Ø      Contrariée :manœuvres particulières

 

-Recherche d’une pathologie femoro-patellaire :

·         Par la recherche du signe du rabot

·         Par la contraction contrariée de la cuisse : une main fixe la rotule pendant que l’on demande au sujet de contracter le quadriceps, sur un membre inférieur en extension.

·         Recherche du signe de Smillie : en maintenant une pression externe sur un genou en extension tandis que le patient procède à une flexion progressive.

 

-Recherche d’une atteinte ligamentaire

·        Mouvements de tiroir : leur recherche doit impérativement se faire de façon comparative car l’existence d’un  tiroir antérieur peut être physiologique. Il traduit une lésion des ligaments croisés. Le patient est installé en décubitus dorsal, genou fléchi à 90° ,  l’examinateur empaume de ses deux mains l’extrémité supérieure du tibia, les deux pouces appuyant sur la rotule. Il tire l’extrémité supérieure du tibia vers l’avant puis l’arrière. La possibilité de translation du tibia vers l’avant ou l’arrière par rapport au côté opposé traduit l’existence d’un tiroir.

L’examen peut être fait pied en position neutre, en rotation interne et externe, pour voir les lésions capsulaires postérieures.

·        Mouvements de latéralité : c’est le latéral pivot shift de Mac Intosh. Il témoigne d’une destruction articulaire femoro-tibiale importante et d’une laxité des ligaments latéraux controlatéraux. Sur un membre en extension, en décubitus dorsal, une main empaume le tiers inférieur du fémur, bloquant le genou pendant que l’autre main, en tenant la cheville, essaye de provoquer un déplacement en dehors et en dedans (fig.2).

 

·        Le test de Lachman : Il est fondamental pour le ligament collatéral antérieur. Sur le malade allongé, le membre inférieur est empoigné au-dessus et en dessous du genou, avec le genou fléchi à 15 à 30°, en légère abduction et rotation externe. La main inférieure cherche à luxer en avant le tibia sous le fémur. Un tiroir antérieur de plus de 3mm avec un arrêt mou traduit une rupture complète, alors que l’arrêt dur signe une rupture incomplète. L’examen doit toujours être comparatif, notamment chez les sujets hyperlaxes

-Etude des ménisques

·         Recherche d’un cri du ménisque : c’est le signe de Oudard. L’examinateur assis aux pieds du malade sur le lit, appuie fortement sur la partie antérieure de l’interligne fémoro-tibial interne juste à côté du tendon rotulien, lors de l’extension genou. Pendant ce mouvement le ménisque interne subit une translation antérieure et devient accessible à la pression.
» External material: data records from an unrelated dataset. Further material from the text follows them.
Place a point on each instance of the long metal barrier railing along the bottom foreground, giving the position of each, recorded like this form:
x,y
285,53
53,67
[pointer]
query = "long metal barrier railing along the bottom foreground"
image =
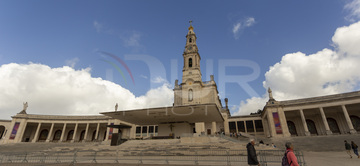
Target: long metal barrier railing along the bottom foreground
x,y
184,157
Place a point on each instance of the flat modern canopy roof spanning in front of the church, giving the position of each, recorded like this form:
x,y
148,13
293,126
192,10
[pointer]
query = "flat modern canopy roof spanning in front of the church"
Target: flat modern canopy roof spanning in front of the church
x,y
153,116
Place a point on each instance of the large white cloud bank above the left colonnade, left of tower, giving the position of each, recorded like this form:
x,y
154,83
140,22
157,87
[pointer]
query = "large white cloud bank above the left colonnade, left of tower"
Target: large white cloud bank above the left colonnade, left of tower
x,y
65,91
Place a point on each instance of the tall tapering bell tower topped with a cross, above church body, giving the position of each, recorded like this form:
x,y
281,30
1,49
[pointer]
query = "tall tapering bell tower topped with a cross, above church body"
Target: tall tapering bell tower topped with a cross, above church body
x,y
191,69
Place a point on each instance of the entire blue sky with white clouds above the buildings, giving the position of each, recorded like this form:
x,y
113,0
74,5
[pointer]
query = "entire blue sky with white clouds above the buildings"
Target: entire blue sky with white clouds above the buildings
x,y
81,57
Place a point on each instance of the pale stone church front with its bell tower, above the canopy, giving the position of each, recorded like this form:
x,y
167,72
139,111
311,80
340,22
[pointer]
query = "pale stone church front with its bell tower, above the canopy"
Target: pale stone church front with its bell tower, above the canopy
x,y
192,90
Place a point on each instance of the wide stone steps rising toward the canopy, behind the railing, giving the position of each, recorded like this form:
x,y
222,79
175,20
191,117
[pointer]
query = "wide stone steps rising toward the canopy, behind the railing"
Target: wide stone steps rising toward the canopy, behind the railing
x,y
216,150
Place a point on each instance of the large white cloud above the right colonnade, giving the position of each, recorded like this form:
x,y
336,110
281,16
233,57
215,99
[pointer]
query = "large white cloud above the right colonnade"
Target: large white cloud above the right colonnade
x,y
329,71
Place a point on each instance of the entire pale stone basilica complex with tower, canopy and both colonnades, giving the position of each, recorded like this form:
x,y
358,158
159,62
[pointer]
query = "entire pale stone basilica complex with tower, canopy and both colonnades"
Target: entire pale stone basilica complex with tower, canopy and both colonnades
x,y
197,111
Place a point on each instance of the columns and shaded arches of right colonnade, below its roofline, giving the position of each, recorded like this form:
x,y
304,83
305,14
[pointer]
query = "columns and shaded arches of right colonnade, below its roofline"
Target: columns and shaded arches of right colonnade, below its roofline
x,y
314,117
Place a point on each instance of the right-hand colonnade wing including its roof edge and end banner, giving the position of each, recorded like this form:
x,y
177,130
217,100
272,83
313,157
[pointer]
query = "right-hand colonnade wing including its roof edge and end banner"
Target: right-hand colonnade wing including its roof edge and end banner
x,y
325,115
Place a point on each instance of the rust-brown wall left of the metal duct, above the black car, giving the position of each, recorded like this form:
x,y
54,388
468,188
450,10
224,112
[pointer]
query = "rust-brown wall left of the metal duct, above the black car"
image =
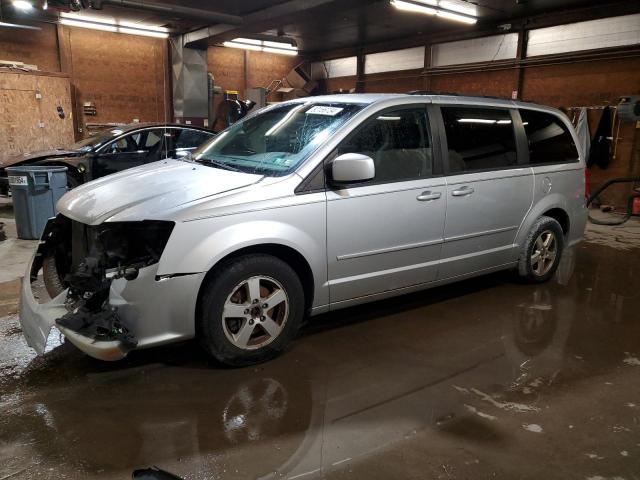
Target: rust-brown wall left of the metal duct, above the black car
x,y
124,75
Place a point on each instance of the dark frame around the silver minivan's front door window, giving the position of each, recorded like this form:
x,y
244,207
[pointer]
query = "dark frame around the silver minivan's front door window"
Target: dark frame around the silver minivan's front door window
x,y
432,132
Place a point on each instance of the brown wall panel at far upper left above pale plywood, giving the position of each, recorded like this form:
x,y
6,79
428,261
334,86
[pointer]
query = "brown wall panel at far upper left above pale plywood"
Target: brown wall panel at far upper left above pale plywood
x,y
34,47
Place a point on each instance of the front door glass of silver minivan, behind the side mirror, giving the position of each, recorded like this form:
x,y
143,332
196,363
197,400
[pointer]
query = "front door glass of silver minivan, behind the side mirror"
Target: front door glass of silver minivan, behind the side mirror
x,y
398,142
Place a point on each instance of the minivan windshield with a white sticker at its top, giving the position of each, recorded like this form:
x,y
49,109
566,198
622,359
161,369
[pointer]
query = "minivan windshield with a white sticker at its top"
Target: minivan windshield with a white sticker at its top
x,y
277,139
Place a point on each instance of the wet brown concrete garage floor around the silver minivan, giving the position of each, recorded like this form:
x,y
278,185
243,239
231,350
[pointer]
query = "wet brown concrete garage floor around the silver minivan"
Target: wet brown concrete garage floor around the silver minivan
x,y
484,379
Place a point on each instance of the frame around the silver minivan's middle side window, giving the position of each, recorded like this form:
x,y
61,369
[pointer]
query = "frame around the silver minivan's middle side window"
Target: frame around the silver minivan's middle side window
x,y
519,137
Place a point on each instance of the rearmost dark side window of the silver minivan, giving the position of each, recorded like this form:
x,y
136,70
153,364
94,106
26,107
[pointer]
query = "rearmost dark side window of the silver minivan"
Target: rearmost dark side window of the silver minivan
x,y
548,137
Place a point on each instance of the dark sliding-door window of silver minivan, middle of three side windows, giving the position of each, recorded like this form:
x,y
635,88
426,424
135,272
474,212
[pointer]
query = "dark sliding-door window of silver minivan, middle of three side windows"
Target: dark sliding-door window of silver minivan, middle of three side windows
x,y
479,138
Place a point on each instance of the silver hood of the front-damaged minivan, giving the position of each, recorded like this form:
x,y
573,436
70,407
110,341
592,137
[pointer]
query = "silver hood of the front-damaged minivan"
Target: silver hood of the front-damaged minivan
x,y
141,193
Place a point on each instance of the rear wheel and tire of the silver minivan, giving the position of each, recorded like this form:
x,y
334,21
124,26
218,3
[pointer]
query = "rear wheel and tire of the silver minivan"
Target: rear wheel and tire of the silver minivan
x,y
542,251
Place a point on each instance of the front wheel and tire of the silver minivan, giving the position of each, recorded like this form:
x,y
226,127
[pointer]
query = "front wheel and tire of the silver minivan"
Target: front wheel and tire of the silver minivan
x,y
250,310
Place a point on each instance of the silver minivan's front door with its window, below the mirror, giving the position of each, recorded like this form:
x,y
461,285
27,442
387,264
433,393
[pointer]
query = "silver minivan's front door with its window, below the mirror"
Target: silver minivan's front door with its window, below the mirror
x,y
386,233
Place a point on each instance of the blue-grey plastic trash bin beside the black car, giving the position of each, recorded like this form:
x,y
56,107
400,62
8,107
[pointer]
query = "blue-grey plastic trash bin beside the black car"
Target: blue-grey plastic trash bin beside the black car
x,y
35,191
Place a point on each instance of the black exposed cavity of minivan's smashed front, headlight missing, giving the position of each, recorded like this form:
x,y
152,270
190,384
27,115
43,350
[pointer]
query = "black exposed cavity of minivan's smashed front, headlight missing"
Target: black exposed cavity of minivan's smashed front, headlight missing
x,y
84,260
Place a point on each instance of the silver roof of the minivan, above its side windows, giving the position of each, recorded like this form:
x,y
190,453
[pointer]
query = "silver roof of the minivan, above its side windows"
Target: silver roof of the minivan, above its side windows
x,y
435,97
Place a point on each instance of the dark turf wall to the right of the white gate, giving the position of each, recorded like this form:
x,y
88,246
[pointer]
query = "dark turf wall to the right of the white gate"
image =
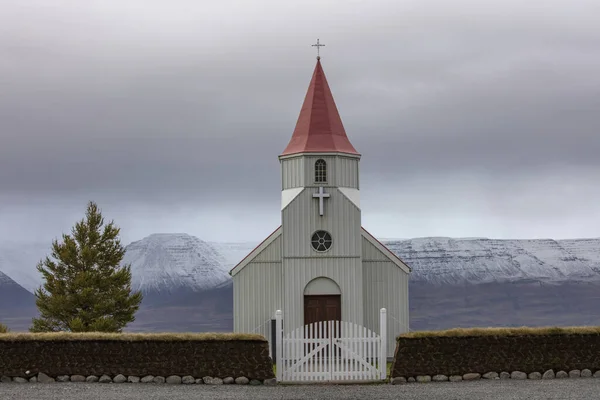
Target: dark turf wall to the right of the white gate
x,y
459,355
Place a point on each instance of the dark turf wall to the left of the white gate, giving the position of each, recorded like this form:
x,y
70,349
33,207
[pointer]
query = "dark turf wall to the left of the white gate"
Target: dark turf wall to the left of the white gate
x,y
140,357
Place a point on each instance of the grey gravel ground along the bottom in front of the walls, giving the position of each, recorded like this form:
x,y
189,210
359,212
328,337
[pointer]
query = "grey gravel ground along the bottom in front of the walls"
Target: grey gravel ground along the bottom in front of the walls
x,y
563,389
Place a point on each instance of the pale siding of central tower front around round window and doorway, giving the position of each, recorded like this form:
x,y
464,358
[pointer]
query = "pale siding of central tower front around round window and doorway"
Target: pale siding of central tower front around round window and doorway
x,y
342,263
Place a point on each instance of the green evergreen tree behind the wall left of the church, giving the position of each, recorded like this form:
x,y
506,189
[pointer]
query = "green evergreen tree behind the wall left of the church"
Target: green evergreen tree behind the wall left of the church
x,y
86,289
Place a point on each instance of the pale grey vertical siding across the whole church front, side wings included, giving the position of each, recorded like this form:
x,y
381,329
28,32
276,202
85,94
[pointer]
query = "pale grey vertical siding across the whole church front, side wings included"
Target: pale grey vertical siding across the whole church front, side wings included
x,y
277,276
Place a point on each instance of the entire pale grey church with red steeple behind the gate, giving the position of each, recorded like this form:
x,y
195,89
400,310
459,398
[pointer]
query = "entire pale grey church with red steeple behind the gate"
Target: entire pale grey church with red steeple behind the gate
x,y
320,264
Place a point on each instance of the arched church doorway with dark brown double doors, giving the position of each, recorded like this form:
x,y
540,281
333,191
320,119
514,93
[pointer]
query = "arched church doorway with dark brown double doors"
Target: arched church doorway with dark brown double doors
x,y
322,301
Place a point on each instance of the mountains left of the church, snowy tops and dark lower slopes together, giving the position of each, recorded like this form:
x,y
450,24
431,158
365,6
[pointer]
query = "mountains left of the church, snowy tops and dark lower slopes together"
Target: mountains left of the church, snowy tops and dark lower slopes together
x,y
185,281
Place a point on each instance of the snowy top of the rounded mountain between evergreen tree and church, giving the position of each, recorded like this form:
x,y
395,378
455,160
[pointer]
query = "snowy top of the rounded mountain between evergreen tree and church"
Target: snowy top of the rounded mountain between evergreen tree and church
x,y
163,262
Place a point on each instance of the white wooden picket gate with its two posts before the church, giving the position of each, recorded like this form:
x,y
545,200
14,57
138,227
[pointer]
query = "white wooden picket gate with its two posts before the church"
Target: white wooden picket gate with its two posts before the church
x,y
331,351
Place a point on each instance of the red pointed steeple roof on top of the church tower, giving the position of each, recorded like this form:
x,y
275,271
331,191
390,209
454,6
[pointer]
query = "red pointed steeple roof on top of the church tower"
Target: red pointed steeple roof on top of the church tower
x,y
319,127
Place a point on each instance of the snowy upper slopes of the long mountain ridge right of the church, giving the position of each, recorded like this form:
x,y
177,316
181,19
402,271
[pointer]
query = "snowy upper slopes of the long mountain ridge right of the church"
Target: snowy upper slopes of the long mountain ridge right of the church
x,y
441,260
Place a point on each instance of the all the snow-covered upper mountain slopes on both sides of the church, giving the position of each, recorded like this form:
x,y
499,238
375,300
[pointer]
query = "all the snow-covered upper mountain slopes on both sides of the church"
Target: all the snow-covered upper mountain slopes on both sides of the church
x,y
162,261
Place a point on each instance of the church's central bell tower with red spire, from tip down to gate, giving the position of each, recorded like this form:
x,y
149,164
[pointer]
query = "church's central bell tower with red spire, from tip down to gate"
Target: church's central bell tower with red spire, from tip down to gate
x,y
320,212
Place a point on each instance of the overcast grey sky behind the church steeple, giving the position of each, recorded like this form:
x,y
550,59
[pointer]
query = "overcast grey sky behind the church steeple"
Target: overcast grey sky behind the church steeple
x,y
473,118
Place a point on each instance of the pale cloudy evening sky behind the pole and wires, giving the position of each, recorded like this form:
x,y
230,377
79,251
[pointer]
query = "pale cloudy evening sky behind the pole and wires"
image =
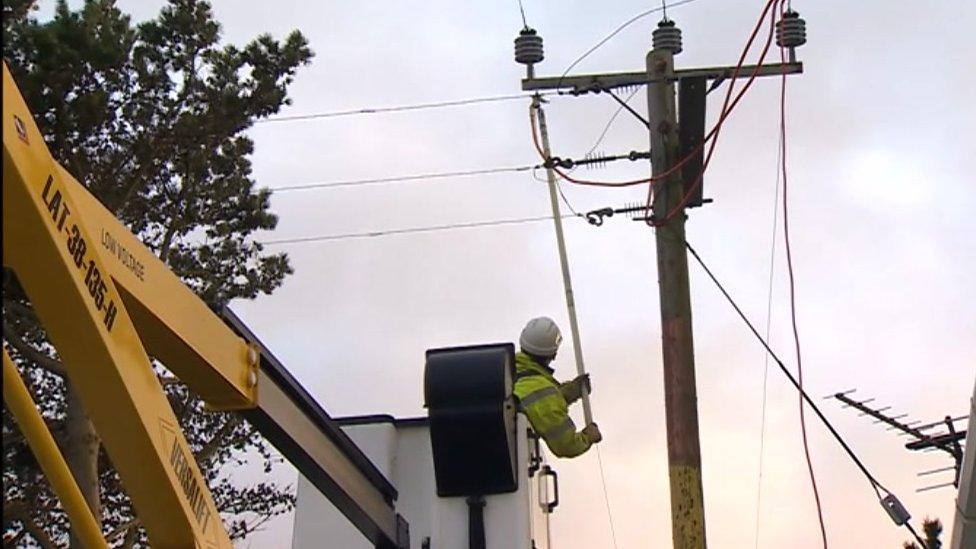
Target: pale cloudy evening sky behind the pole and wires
x,y
880,192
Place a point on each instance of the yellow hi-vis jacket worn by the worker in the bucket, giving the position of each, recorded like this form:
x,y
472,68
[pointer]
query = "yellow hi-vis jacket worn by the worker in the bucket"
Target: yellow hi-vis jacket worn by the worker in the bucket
x,y
545,402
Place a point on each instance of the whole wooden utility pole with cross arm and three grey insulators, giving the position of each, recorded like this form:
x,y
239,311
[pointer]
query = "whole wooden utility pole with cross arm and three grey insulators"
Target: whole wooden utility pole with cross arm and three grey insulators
x,y
667,137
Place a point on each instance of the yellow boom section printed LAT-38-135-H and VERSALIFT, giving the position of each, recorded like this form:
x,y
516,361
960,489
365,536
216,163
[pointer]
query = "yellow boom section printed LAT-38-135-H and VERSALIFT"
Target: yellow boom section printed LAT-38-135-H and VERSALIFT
x,y
59,261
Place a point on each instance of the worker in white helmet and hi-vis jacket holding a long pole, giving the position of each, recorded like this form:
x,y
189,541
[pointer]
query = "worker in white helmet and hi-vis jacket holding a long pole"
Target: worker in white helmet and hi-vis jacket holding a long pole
x,y
543,399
·         Manœuvre de Mac Murray : lors du mouvement combiné de rotation et d’extension du genou, il se produit un ressaut méniscal à la palpation de l’interligne

 

 

·         Grinding test d’Appley : le sujet est placé en décubitus ventral, jambe fléchie à 90°. L’examinateur imprime par l’intermédiaire du pied des mouvements de rotation interne et externe en appuyant fortement sur le talon dans l’axe de la jambe

 

·         Recherche d’une perte de l’extension de la jambe en décubitus ventral, jambes en dehors de la table.

 

Le diagnostic  d’atteinte méniscale est posé si l’un de ces tests est pathologique, surtout le grinding test.